9.7 Security and Governance Case Lab

Case: governed support assistant

Imagine a software company wants an internal support assistant. The first phase should answer employee questions from approved troubleshooting articles. The second phase may summarize recent support cases. The third phase may create draft support tickets or suggest routing. The business goal is reasonable, but the risk changes at each phase. A read-only FAQ assistant is not the same as an agent that touches customer records.

The proposed AWS pattern uses Amazon Bedrock for model access, Amazon S3 as a source for approved articles, a Knowledge Base for retrieval, Guardrails for Amazon Bedrock for content and sensitive data controls, IAM roles for runtime access, CloudTrail for API activity, CloudWatch for logs and metrics, AWS Config for configuration monitoring, Macie for S3 sensitive data discovery, and AWS Budgets for cost alerts. That is a service map, not yet a governance plan.

Start with use-case fit. The assistant can help if employees ask repetitive support questions and accepted answers can be grounded in approved articles. AI may not be appropriate for final legal, safety, or disciplinary decisions without human review. If the team cannot define success, such as reduced handle time, better search satisfaction, or fewer duplicate tickets, it is too early to approve production.

Next review the data. The S3 bucket should contain only approved troubleshooting articles for phase one. Macie findings should be reviewed before indexing to catch sensitive customer data, credentials, or personal information that does not belong in the knowledge base. The support content owner should define how articles are updated, retired, and removed from the index. Old or conflicting documents should not be treated as harmless because they are internal.

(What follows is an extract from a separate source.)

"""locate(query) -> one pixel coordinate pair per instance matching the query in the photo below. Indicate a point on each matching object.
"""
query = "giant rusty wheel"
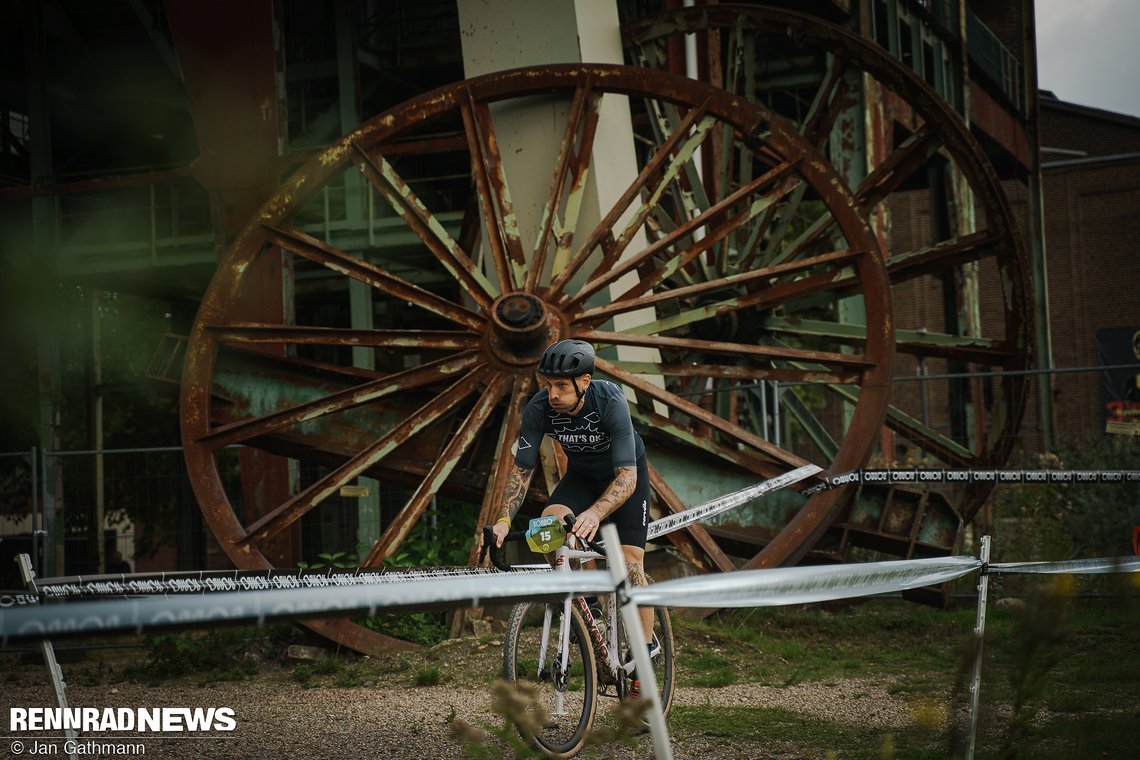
(466, 292)
(959, 275)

IAM and authorization decide the real blast radius. The application role should invoke only approved Bedrock models and read only the approved knowledge base or S3 paths. End users should retrieve only content they are allowed to see. Administrators who manage model access, guardrails, and logging should not share the same broad credentials with application runtime roles. If phase three adds ticket creation, that action should use a narrow role and a defined API.

Privacy decisions should be explicit. If support case summaries include customer names, account IDs, or incident details, the team should decide whether those fields are required. Redaction may be needed before prompts are sent. Logs should be configured so prompt and response content is not retained longer than policy allows. Encryption should cover source data, logs, generated summaries, and any stored outputs.

Threat modeling should include prompt injection. A troubleshooting article, support case, or user prompt might try to tell the assistant to ignore policy or reveal hidden instructions. The design should separate control instructions from untrusted content, use Guardrails where appropriate, test adversarial prompts, and avoid exposing secrets or broad tool permissions to the model. If an agent can create tickets, users should confirm submission before the action is taken.

Monitoring should be practical. CloudTrail can show AWS API activity, including changes to IAM, S3, Lambda, or Bedrock resources. CloudWatch can track application errors, latency, blocked events, and downstream failures. AWS Config can monitor configuration drift for important resources. A useful runbook explains who receives alarms, how to trace a bad answer, and when to disable the assistant or remove a source document.

Compliance evidence should match the risk. For phase one, evidence may include approved source list, IAM policy review, Macie results, guardrail configuration, CloudTrail status, log retention, and budget alerts. For phase three, evidence should also include action schema, confirmation behavior, ticket audit logs, user authorization, and exception handling. AWS Artifact can support provider assurance review, but it does not replace evidence about this specific workload.

Cost governance should be decided before launch. The team should estimate request volume, average prompt size, retrieved context length, output length, model choice, vector storage, logs, and Lambda calls. AWS Budgets should notify the owner when spend crosses thresholds. If adoption grows, the team may evaluate smaller models, shorter prompts, caching, batch summaries, or provisioned throughput. Cost surprises are usually a sign that usage assumptions were not monitored.

Case lab deliverables:

1. One-page use-case approval with success metric and human review boundary.
2. Data inventory listing approved sources, classification, owner, update cadence, and Macie review status.
3. IAM map showing human users, runtime role, service roles, model access, and action permissions.
4. Privacy decision record for prompt content, logs, retention, encryption, and Region use.
5. Threat model summary covering prompt injection, data exfiltration, tool misuse, and unsafe outputs.
6. Monitoring plan using CloudTrail, CloudWatch, AWS Config, and service-specific events.
7. Compliance and cost plan with evidence owners, AWS Budgets, tags, and review cadence.

This is the posture AIF-C01 rewards. You are not expected to implement every control in code. You are expected to notice when a proposed AI solution has no data owner, no least privilege story, no prompt-injection testing, no monitoring, no evidence plan, and no budget alert. The practitioner value is turning an AI demo into an accountable business system.